A REMOTE Scottish castle that tested the adventuring spirit of writer Samuel Johnson to destruction could be yours for just £450,000.
Breachacha Castle is an A-listed Georgian building on the southern end of the Isle of Coll, boasting sea views as spectacular as the solitude.
Johnson stayed at the impressive property during an 83-day tour of the Western Isles with his biographer, James Boswell, in 1773.
He first described his temporary accommodation as a “neat, new-built gentleman’s house” and used it as a base for his travels.
A few weeks later he was driven from the island by its fierce weather, describing the castle as a “tradesman’s box” and living on Coll “a waste of life”.
Even the sellers admit buying and restoring the castle is not a project for the “fainthearted”.
The building is formed from a 15th-century tower house which was later extended into a clan seat for the McLean family.
The current owners mainly live in the top two floors of the three-storey structure, which boasts six bedrooms and two bathrooms.

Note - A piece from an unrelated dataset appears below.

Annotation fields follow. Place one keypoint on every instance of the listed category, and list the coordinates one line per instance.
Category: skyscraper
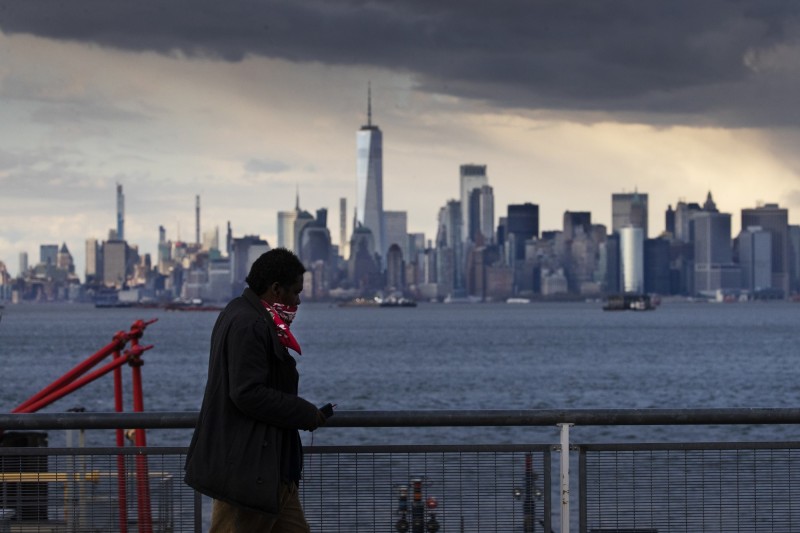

Work is required to bring the centuries-old castle into the modern day, and estate agents Bell Ingram are marketing it as a “unique restoration opportunity”.
It is easy to see why Johnson initially took a liking to the castle, as it overlooks one of Coll’s scenic beaches and boasts bright and spacious rooms.
His trip to the Outer Hebrides was made chiefly to undermine the Ossian poems, written by James Macpherson, which were popular at the time.
Macpherson claimed to have found and translated ancient Gaelic texts to write the poems, the authenticity of which Johnson disputed.
When he arrived on Coll with Boswell, they were welcomed by the island’s laird and invited to stay at his home – Breachacha castle.
Despite the extensive size and impressive attributes, the castle’s charm soon wore thin on the poet and his biographer.
Although Johnson initially described it as “a neat, new-built gentleman’s house, better than any we had been in since we were at Lord Errol’s”, he later deemed there was “nothing becoming about it…a mere tradesman’s box”.
Two days later, he described island existence as “a waste of life” and eventually Coll’s inclement weather drove both men to Campbeltown.
Boswell’s subsequent account of their trip, The Journal of a Tour of the Hebrides, would later form the basis of his biographical work The Life of Samuel Johnson.
In it he also detailed how the pair fought over whose bedchamber curtains were the finest during their stay at the castle.
Although Breachacha fell into disrepair while uninhabited in the 1950s and 1960s, its owners have spent ten years making upgrades.
Will Banham, of Bell Ingram’s Oban office, said: “Scotland is famous for its castles but it is rare that any island castle comes onto the open market.
“The fact that Breachacha Castle combines the character of a fine Georgian manor house with a spectacular outlook over a white sandy beach, makes this restoration opportunity truly exceptional.
“This is not a project for the fainthearted, but this fine building has a fascinating history and really does offer buyers the chance to create a unique holiday home or lifestyle business.”